Reliance Infocomm's plan to scale up operations is staggering. From an initial launch in 104 cities, the company plans on having a presence in over 600 cities within the next six months.

By March 2004, Ambani said, Reliance Infocomm would spread to the 647,000 villages in India.

Ambani was almost obsessed with the word "affordability." He described the Reliance group's foray into telecom as an attempt to offer a telecom version of the Maruti. He explained that Reliance Infocomm had worked backwards to make its products affordable.

"Cost is our prime driver. We had to keep a low cost base, but yet make money. We also require huge capacity. We cannot charge more than Rs 500 per month. At the same time, we also cannot afford a customer acquisition cost of Rs 1,500 a month like the GSM players. CDMA was the answer," Ambani said.
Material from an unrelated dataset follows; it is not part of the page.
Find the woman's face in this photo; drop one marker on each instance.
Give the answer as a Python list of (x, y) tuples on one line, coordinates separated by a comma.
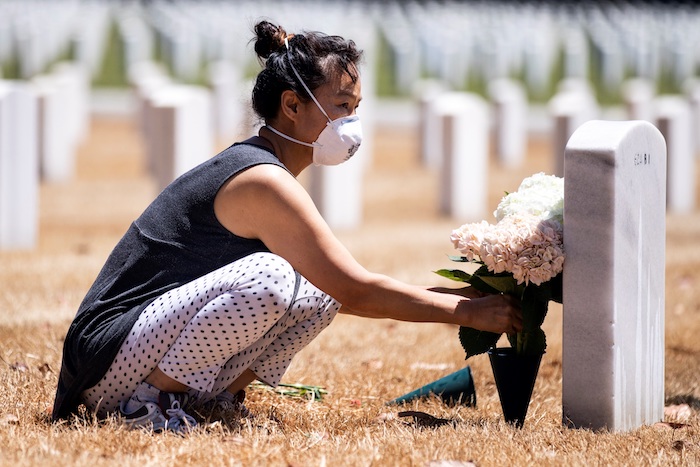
[(339, 97)]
He said his infocomm plans had more in them than just offering customers cheaper mobile phones.

"On December 28, we will be empowering at least 2 million people with the option to get not only a mobile phone but also data connectivity on the mobile. They can watch films. They can actually get Pop3 mail. They can put in any programme. So your mobile becomes a small computer in your hand," Ambani explained.

"To scale up connectivity, you can take all your memory, all your storage and processing power back again into the network and the network becomes intelligent. You can keep applications on the network. So the network becomes your computer. That network delivers you fixed line as well as mobile (services). First, it delivers connectivity, and once it does that, you have voice, data and video. The way it changes your life is dramatic," he noted.

Continuing, he said: "If you move to enterprises, you leapfrog people who have never used a PC, and give them applications which enables them to plug in. Productivity goes up sharply. And when you talk of homes, it is really ethernet technology that we will take to homes. We are talking of how we can give you thousands of channels, and how we can make you interactive," he added.

Reliance Infocomm will be offering limited mobility services based on CDMA technology. It will offer Java-enabled CDMA handsets to get full connectivity, including voice communication and data applications.

"We also have Java on our mobile. Java is connected directly to a Sun (Microsystems) server, and that becomes a big computer and this (the CDMA set) becomes something like your terminal.

"Any Java application will now run on your handset. Tomorrow, it can become your credit card; we are working actively in terms of making this an enabled mechanism like your passport.

"By and large, this is basically a connectivity device which gives you initial connectivity but when you put all IT solutions on top of it, the growth potential and the ability to make life easier for an individual is tremendous," he said.

"In three years time, there will be 500 million phones with Java. Today there are very few, say, between 10,000 and 30,000.

"India will have millions of such handsets. We will have the facility to say, look we are the Java champions of the world. This is exactly what China's strategy is.

"You really have to find a place for leadership in the knowledge industry. This is how you create... at least it is an attempt to create something," Ambani added.